A genomic risk score was better than conventional risk factors at predicting incident CAD, according to new findings.
The researchers used a meta-analytic approach to combine large-scale, genome-wide and targeted genetic association data to develop a genomic risk score for CAD (metaGRS) incorporating 1.7 million genetic variants.
The score was tested by itself and in comparison with conventional risk factors in 22,242 patients with CAD and 460,387 participants without CAD from the U.K. Biobank (mean age, 57 years; 54% women).
Michael Inouye, PhD, from the Cambridge Baker Systems Genomics Initiative in Melbourne, Australia, and Cambridge, United Kingdom, and colleagues found that association between increase in metaGRS score and development of CAD was larger than any previously published, externally tested genetic risk score. For every 1-standard deviation increase in metaGRS score, the HR for CAD was 1.71 (95% CI, 1.68-1.73).
Compared with the bottom 20% of individuals in metaGRS score, those in the top 20% had a fourfold increased risk for CAD (HR = 4.17; 95% CI, 3.97-4.38), according to the researchers. When that analysis was limited to those on lipid-lowering or antihypertensive medications, the HR was 2.83 (95% CI, 2.61-3.07).
Compared with any of six conventional risk factors — smoking, diabetes, hypertension, BMI, self-reported high cholesterol and family history — the metaGRS score had a higher C-index for incident CAD (0.623; 95% CI, 0.615-0.631); the second-best C-index was for self-reported high cholesterol (0.594; 95% CI, 0.587-0.601).

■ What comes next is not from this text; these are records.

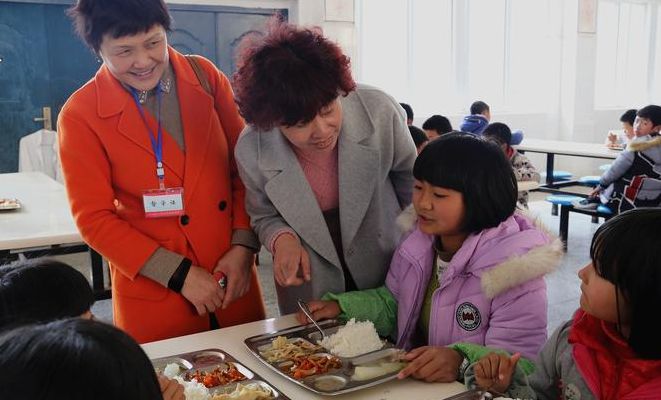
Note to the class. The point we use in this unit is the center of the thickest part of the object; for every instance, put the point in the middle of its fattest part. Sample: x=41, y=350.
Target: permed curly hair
x=288, y=75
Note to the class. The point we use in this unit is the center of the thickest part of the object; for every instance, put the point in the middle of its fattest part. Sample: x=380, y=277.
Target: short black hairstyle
x=498, y=132
x=438, y=123
x=409, y=111
x=42, y=290
x=418, y=135
x=651, y=112
x=479, y=107
x=629, y=116
x=478, y=169
x=626, y=251
x=95, y=18
x=74, y=359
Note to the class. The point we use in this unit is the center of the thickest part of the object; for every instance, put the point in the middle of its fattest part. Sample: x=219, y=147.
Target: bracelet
x=176, y=282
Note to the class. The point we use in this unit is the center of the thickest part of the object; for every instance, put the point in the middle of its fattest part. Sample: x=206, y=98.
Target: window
x=444, y=54
x=623, y=54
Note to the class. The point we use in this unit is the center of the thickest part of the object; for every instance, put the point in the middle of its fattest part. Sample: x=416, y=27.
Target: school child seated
x=469, y=270
x=419, y=137
x=436, y=125
x=615, y=141
x=610, y=349
x=76, y=359
x=634, y=178
x=42, y=290
x=523, y=169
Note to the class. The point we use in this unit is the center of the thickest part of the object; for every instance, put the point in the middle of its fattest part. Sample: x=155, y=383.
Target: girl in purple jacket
x=470, y=270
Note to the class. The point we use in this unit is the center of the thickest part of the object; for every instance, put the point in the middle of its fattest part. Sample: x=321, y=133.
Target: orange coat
x=108, y=161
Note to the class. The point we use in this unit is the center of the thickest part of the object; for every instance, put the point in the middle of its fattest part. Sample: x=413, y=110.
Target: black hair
x=409, y=111
x=498, y=132
x=478, y=169
x=418, y=135
x=629, y=116
x=479, y=107
x=438, y=123
x=626, y=251
x=42, y=290
x=74, y=359
x=95, y=18
x=651, y=112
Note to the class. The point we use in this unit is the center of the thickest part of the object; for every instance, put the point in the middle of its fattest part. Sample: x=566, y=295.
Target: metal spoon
x=306, y=310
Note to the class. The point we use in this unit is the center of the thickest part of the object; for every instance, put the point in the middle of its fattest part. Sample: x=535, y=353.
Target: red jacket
x=108, y=161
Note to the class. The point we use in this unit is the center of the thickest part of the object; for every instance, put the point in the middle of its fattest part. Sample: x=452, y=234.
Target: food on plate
x=314, y=364
x=250, y=391
x=371, y=371
x=217, y=376
x=282, y=349
x=353, y=339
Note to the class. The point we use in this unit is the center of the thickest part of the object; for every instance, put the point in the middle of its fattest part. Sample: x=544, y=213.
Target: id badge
x=160, y=203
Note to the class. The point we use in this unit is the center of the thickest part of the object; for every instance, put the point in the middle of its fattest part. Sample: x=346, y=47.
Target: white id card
x=161, y=203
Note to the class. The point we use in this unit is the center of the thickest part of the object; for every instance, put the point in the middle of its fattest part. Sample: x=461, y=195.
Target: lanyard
x=157, y=142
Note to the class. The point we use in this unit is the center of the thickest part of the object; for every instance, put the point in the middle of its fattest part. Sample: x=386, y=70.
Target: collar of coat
x=644, y=145
x=515, y=270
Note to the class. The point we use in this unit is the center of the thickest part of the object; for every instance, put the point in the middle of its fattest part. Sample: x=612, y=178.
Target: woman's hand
x=494, y=371
x=319, y=309
x=171, y=389
x=236, y=264
x=291, y=263
x=432, y=364
x=202, y=290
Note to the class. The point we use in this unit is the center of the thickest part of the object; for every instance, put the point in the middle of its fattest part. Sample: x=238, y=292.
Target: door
x=42, y=61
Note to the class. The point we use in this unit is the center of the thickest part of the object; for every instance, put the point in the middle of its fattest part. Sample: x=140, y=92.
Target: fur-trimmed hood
x=514, y=270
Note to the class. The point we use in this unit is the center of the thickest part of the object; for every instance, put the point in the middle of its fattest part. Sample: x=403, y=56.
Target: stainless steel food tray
x=209, y=359
x=336, y=381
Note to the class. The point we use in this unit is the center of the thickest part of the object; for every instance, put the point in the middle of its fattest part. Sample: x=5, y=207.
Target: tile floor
x=563, y=284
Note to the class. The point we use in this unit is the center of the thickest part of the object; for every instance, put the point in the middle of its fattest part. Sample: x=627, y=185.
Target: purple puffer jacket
x=492, y=293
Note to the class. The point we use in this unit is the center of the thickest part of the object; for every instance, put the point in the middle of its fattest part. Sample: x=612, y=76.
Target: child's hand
x=171, y=389
x=494, y=371
x=320, y=309
x=432, y=364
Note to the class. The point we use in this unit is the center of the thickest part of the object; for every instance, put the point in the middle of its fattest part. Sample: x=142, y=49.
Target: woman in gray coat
x=327, y=164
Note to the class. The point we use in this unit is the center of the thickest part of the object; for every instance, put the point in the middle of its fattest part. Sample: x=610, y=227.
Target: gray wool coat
x=376, y=156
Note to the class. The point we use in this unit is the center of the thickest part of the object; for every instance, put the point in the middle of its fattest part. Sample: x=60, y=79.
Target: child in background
x=614, y=141
x=42, y=290
x=419, y=137
x=634, y=179
x=76, y=359
x=523, y=169
x=610, y=349
x=470, y=270
x=436, y=125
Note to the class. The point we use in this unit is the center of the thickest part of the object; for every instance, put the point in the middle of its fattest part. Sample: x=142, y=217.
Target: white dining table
x=231, y=341
x=43, y=225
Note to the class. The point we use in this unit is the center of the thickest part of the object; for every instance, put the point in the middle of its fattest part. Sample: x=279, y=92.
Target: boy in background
x=436, y=125
x=523, y=169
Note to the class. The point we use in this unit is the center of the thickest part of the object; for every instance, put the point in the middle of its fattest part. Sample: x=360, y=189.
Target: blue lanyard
x=156, y=143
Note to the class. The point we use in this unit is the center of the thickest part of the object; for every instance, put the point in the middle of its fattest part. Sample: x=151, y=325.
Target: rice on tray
x=353, y=339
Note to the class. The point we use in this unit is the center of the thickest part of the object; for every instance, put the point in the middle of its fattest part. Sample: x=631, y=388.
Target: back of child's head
x=478, y=169
x=74, y=359
x=499, y=133
x=42, y=290
x=479, y=107
x=438, y=123
x=626, y=251
x=419, y=137
x=629, y=116
x=651, y=112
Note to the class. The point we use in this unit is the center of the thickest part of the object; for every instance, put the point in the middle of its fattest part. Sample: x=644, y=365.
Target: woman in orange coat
x=146, y=152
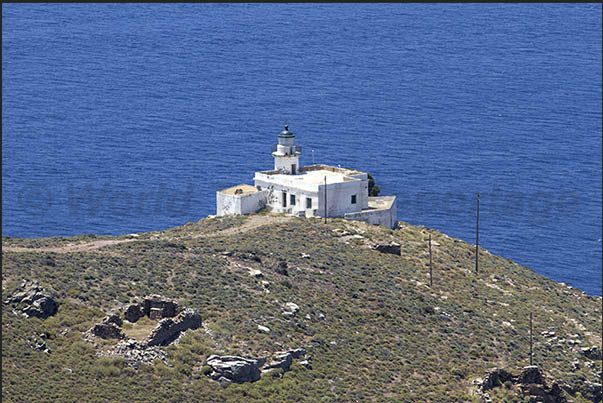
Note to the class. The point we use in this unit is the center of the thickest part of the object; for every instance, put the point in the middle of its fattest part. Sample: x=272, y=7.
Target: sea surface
x=120, y=118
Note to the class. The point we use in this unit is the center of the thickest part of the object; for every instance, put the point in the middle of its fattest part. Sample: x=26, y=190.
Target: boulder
x=531, y=374
x=282, y=359
x=496, y=378
x=255, y=273
x=33, y=300
x=291, y=307
x=234, y=369
x=281, y=268
x=107, y=330
x=114, y=318
x=133, y=312
x=391, y=248
x=298, y=352
x=593, y=353
x=168, y=329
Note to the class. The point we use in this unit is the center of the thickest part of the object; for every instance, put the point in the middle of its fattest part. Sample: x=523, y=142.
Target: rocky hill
x=274, y=308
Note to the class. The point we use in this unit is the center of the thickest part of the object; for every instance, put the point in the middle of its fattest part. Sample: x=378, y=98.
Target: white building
x=310, y=191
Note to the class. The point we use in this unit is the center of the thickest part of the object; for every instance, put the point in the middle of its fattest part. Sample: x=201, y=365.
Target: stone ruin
x=173, y=320
x=154, y=307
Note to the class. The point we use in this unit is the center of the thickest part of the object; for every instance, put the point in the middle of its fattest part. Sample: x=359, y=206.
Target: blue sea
x=120, y=118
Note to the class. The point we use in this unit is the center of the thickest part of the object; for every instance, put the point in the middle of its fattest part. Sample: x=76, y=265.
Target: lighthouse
x=316, y=190
x=286, y=153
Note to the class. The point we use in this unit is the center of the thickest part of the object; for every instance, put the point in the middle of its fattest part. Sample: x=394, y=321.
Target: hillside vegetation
x=373, y=327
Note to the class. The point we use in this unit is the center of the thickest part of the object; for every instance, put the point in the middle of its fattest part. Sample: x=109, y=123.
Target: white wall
x=339, y=198
x=385, y=217
x=274, y=198
x=229, y=204
x=283, y=163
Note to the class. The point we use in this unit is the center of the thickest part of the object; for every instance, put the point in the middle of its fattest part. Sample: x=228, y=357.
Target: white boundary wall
x=229, y=204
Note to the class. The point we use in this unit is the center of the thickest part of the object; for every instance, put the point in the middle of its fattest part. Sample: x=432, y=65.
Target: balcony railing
x=294, y=149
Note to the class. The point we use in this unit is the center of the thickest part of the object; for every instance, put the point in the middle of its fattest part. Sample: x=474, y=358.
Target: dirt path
x=253, y=222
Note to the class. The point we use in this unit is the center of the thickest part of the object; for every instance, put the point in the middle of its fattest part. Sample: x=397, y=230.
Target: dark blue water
x=123, y=118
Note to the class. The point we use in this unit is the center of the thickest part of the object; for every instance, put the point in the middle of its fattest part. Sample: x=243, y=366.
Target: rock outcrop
x=284, y=359
x=592, y=353
x=33, y=300
x=531, y=382
x=391, y=248
x=227, y=369
x=136, y=353
x=290, y=309
x=169, y=329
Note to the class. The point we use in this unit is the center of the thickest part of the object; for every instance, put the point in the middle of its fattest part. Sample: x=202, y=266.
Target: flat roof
x=244, y=190
x=311, y=176
x=381, y=202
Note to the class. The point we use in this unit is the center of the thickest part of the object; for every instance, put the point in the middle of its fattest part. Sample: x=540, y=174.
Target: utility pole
x=531, y=340
x=325, y=199
x=477, y=238
x=430, y=271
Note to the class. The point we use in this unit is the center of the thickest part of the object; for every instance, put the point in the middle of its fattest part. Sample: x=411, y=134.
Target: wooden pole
x=477, y=238
x=430, y=270
x=325, y=199
x=531, y=340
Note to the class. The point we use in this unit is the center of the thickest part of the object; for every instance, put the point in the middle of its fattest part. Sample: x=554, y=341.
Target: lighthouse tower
x=286, y=153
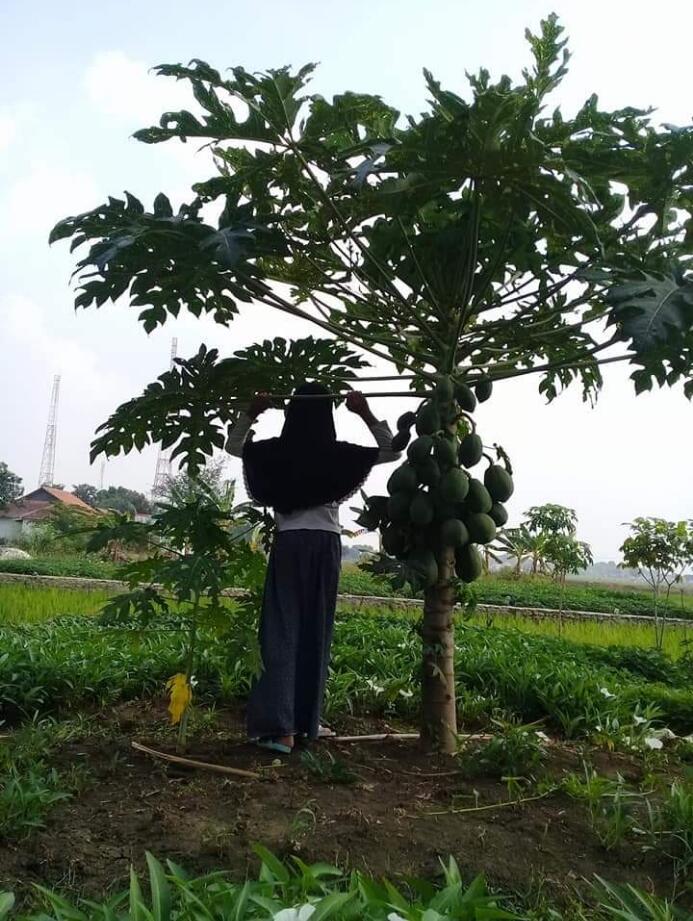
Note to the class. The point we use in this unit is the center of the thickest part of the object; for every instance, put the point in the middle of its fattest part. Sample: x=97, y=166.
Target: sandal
x=324, y=732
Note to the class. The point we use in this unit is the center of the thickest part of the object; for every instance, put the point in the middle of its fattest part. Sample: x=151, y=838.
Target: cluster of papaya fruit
x=433, y=500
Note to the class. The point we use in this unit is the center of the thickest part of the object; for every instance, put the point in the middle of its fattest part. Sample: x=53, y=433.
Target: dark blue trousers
x=296, y=629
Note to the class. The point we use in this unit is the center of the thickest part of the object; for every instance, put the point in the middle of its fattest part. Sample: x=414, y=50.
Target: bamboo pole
x=189, y=762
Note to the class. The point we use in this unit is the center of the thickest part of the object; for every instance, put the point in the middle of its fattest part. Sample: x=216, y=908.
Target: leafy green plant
x=326, y=768
x=482, y=241
x=514, y=751
x=10, y=485
x=630, y=904
x=26, y=796
x=660, y=551
x=197, y=551
x=286, y=891
x=609, y=803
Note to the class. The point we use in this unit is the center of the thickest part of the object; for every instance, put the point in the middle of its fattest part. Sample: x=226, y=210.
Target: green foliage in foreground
x=56, y=667
x=540, y=592
x=295, y=891
x=29, y=604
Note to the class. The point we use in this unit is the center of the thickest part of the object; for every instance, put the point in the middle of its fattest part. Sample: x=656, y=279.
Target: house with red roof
x=17, y=518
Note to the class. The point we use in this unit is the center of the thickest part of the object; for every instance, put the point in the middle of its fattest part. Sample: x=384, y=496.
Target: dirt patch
x=400, y=813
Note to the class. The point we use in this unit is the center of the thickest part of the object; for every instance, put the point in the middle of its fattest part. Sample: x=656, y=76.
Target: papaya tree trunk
x=438, y=705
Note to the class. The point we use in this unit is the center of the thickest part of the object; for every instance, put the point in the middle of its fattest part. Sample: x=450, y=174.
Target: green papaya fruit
x=499, y=514
x=428, y=420
x=405, y=421
x=402, y=480
x=421, y=509
x=398, y=507
x=465, y=397
x=420, y=449
x=394, y=540
x=468, y=563
x=454, y=486
x=499, y=483
x=481, y=527
x=445, y=450
x=448, y=413
x=478, y=497
x=483, y=390
x=471, y=450
x=445, y=389
x=454, y=533
x=428, y=471
x=424, y=566
x=401, y=440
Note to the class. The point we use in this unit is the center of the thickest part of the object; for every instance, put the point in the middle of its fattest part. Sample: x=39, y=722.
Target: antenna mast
x=47, y=474
x=163, y=461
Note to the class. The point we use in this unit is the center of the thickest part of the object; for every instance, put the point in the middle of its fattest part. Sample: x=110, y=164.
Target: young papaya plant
x=490, y=237
x=198, y=546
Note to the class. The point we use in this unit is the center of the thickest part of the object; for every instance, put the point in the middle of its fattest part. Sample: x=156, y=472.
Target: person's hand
x=357, y=403
x=259, y=403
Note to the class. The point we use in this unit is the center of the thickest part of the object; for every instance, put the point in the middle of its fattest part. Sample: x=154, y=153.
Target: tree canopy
x=489, y=237
x=117, y=498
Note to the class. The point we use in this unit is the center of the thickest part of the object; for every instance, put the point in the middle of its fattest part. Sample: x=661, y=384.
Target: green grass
x=61, y=666
x=76, y=566
x=539, y=592
x=526, y=591
x=31, y=604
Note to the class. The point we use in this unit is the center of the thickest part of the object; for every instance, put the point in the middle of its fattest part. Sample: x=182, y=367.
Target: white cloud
x=124, y=87
x=44, y=195
x=8, y=130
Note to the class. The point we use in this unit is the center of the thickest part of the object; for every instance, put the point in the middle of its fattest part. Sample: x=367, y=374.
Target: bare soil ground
x=403, y=810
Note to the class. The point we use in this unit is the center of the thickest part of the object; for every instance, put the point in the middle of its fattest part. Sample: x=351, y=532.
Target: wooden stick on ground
x=202, y=765
x=382, y=737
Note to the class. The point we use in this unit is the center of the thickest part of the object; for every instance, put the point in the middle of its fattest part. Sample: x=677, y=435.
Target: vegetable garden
x=482, y=241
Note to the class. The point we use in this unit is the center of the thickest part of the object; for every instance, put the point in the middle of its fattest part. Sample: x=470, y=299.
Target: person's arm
x=238, y=432
x=357, y=403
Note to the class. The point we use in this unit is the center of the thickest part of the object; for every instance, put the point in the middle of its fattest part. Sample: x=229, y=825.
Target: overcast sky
x=76, y=85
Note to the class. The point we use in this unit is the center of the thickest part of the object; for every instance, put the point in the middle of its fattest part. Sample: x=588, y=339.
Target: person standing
x=305, y=474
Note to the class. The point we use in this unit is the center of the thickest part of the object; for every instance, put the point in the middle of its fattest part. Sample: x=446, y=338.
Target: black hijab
x=306, y=466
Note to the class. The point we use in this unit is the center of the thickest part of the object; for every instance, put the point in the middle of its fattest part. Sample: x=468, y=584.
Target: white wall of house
x=10, y=529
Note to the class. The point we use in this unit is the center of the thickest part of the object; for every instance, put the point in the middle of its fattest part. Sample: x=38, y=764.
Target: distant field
x=32, y=604
x=541, y=592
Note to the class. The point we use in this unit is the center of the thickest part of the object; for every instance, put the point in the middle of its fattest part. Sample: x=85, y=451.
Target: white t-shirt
x=321, y=517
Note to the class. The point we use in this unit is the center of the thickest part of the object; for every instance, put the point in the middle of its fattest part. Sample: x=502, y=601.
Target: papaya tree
x=488, y=238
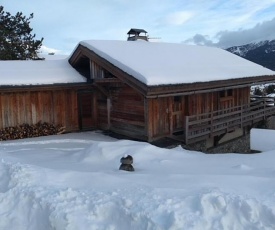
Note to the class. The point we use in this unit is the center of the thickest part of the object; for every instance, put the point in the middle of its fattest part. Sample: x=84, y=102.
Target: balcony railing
x=199, y=127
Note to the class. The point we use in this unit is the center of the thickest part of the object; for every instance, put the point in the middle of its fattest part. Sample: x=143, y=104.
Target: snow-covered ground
x=72, y=182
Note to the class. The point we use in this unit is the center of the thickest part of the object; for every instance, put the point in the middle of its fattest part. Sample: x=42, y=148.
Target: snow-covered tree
x=16, y=39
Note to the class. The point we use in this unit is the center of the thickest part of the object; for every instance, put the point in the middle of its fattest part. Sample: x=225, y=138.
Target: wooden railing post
x=186, y=129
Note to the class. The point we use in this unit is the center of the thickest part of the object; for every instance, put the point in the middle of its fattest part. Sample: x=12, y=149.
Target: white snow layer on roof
x=167, y=63
x=38, y=72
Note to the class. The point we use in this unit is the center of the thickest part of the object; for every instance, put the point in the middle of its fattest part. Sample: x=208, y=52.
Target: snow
x=155, y=63
x=38, y=72
x=72, y=181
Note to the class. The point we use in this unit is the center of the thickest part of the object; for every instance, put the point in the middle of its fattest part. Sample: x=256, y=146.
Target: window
x=226, y=93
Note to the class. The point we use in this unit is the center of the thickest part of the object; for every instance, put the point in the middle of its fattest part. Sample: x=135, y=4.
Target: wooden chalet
x=142, y=90
x=40, y=91
x=148, y=91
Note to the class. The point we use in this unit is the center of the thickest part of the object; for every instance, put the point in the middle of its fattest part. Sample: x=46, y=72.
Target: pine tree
x=16, y=39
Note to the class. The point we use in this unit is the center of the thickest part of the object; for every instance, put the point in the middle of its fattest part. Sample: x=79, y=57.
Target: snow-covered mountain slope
x=262, y=53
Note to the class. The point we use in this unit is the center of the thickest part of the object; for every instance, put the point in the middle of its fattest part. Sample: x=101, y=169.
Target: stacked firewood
x=27, y=131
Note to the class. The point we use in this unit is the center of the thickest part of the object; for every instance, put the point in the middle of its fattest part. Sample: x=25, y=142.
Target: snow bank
x=262, y=139
x=72, y=182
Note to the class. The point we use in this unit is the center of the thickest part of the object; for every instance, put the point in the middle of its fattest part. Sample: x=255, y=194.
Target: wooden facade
x=113, y=100
x=30, y=105
x=126, y=106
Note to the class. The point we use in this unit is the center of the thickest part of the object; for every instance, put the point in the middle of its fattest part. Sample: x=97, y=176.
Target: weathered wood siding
x=102, y=113
x=53, y=106
x=127, y=112
x=166, y=115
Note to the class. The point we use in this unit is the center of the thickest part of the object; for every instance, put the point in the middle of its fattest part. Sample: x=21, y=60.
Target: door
x=86, y=110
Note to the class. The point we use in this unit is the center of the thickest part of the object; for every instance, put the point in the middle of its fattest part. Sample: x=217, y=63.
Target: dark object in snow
x=126, y=163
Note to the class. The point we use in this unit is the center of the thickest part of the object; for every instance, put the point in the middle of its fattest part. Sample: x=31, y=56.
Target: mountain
x=262, y=53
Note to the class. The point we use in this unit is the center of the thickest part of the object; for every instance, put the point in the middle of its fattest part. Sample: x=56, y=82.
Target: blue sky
x=222, y=23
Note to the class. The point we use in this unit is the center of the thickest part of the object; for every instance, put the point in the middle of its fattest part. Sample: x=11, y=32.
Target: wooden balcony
x=200, y=127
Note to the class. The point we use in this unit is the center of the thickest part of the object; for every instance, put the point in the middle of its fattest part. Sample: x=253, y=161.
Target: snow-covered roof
x=38, y=72
x=166, y=63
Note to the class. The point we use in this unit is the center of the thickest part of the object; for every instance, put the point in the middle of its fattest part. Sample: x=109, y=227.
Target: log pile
x=27, y=131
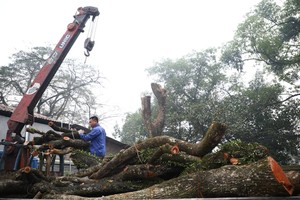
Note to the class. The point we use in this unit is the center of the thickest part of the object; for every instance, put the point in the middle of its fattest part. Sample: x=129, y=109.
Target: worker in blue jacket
x=97, y=138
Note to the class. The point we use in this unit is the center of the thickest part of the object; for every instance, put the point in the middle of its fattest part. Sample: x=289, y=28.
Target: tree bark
x=262, y=178
x=210, y=140
x=155, y=128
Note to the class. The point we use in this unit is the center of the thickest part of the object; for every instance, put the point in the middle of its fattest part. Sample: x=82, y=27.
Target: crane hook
x=88, y=45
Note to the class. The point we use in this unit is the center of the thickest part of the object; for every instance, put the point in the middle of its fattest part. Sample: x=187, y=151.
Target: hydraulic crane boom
x=23, y=114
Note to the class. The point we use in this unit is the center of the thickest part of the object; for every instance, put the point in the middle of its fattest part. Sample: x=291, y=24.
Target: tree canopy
x=202, y=86
x=68, y=95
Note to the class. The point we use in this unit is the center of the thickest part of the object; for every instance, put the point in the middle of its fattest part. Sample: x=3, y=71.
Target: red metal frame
x=23, y=114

Combining the metaGRS score with the six conventional risk factors produced a C-index (0.696; 95% CI, 0.688-0.703) that was 2.6% greater than the C-index for the six conventional risk factors combined (0.67; 95% CI, 0.663-0.678).
Men in the top 20% of metaGRS score who had more than two conventional risk factors reached 10% of cumulative risk for CAD by age 48 years, Inouye and colleagues wrote.
The findings “substantially advance the concept of using genomic information to help stratify individuals for CAD risk in general populations, an approach that leverages the fixed nature of germline DNA over the life course to anticipate different lifelong trajectories of CAD risk,” the researchers wrote.
In a related editorial, Pradeep Natarajan, MD, MMSc, from the Cardiovascular Research Center and the Center for Genomic Medicine at Brigham and Women’s Hospital, the department of medicine at Harvard Medical School and the Program in Medical and Population Genetics at the Broad Institute of Harvard and MIT, wrote that the findings “show that incorporation of CHD polygenic risk with clinical risk factors can improve risk prediction and may help identify individuals who are candidates for earlier preventive therapies. Additionally, this single genetic test (currently < $100) only needs to be performed once, and this framework can be applied to calculate polygenic risk for virtually any trait.” – by Erik Swain
Disclosures: Inouye and Natarajan report no relevant financial disclosures. Please see the study for all other authors’ relevant financial disclosures.